Bernard Portet has been involved in the Stags Leap District since before it was even known as the Stags Leaps District. He co-founded Clos du Val on the Silverado Trail south of Yountville in 1972, the same year that Carl Doumani opened his Stags’ Leap Winery and Warren Winiarski started Stag’s Leap Wine Cellars. Of the three, Portet is perhaps best known for making some of the most long-lived wines in the Napa Valley.

That’s most likely due to the fact that Portet was raised in Bordeaux where he spent many years working with his dad, a régisseur (technical director) at Château Lafite. In other words, Portet believed he could make wines in the Napa Valley in the same way as they’d been doing in France.

At a 25-year retrospective tasting of Clos du Val’s wines in 1999, Alan Goldfarb, AppelllationAmerica's Napa Valley Regional Correspondent, found some of Portet’s earlier wines from the late 1970s and early ‘80s still had vitality. At the same time, he found some of the wines from the ‘90s still hadn’t reached their maturity.

But that philosophy may have changed, although Portet is quick to correct the inquisitor, saying that, at Clos du Val, “we’ve evolved.” This “evolution”, under the direction of winemaker and vineyard manager John Clews, seems to be in response to pressure from the marketplace.

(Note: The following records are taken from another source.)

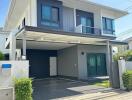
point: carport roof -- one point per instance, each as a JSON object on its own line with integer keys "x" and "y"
{"x": 61, "y": 32}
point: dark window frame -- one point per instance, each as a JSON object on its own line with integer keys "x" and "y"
{"x": 51, "y": 14}
{"x": 112, "y": 30}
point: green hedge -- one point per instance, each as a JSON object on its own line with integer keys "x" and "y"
{"x": 127, "y": 80}
{"x": 1, "y": 56}
{"x": 23, "y": 89}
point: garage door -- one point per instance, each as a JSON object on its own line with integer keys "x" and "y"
{"x": 39, "y": 63}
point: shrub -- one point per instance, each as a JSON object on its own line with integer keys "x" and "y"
{"x": 23, "y": 89}
{"x": 1, "y": 56}
{"x": 127, "y": 55}
{"x": 127, "y": 80}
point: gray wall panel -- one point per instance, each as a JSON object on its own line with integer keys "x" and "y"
{"x": 68, "y": 19}
{"x": 67, "y": 62}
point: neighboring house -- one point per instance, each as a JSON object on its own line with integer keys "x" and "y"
{"x": 125, "y": 37}
{"x": 3, "y": 37}
{"x": 70, "y": 38}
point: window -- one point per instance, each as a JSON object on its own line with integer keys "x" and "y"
{"x": 108, "y": 25}
{"x": 50, "y": 16}
{"x": 86, "y": 22}
{"x": 23, "y": 22}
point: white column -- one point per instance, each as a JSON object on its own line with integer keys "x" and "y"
{"x": 108, "y": 57}
{"x": 109, "y": 65}
{"x": 12, "y": 47}
{"x": 75, "y": 18}
{"x": 122, "y": 69}
{"x": 24, "y": 46}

Whatever the reason, beginning with the 2001 vintage, we’ve begun to see Portet’s wines become more approachable earlier in their development.

Portet seems reticent about this change, but admitted to Alan Goldfarb that, yes, “at first, I had to acknowledge that our wines were not showy enough. …”

Portet is now the vice chair of Clos du Val, and thus spends about 40 percent of his time these days overseeing his company’s Australian and French holdings. Recently, in a wide-ranging telephone and e-mail conversation, Portet spoke about the evolving culture at Clos du Val.


Alan Goldfarb (AG): Many people tell me that the reason they opened a winery in Stags Leap was because of Warren Winiarski and the fact that he won the Paris Tasting. It made them feel that the area must produce great wine. But you were already there at the same time as Warren, so what led you to decide to open in Stags Leap?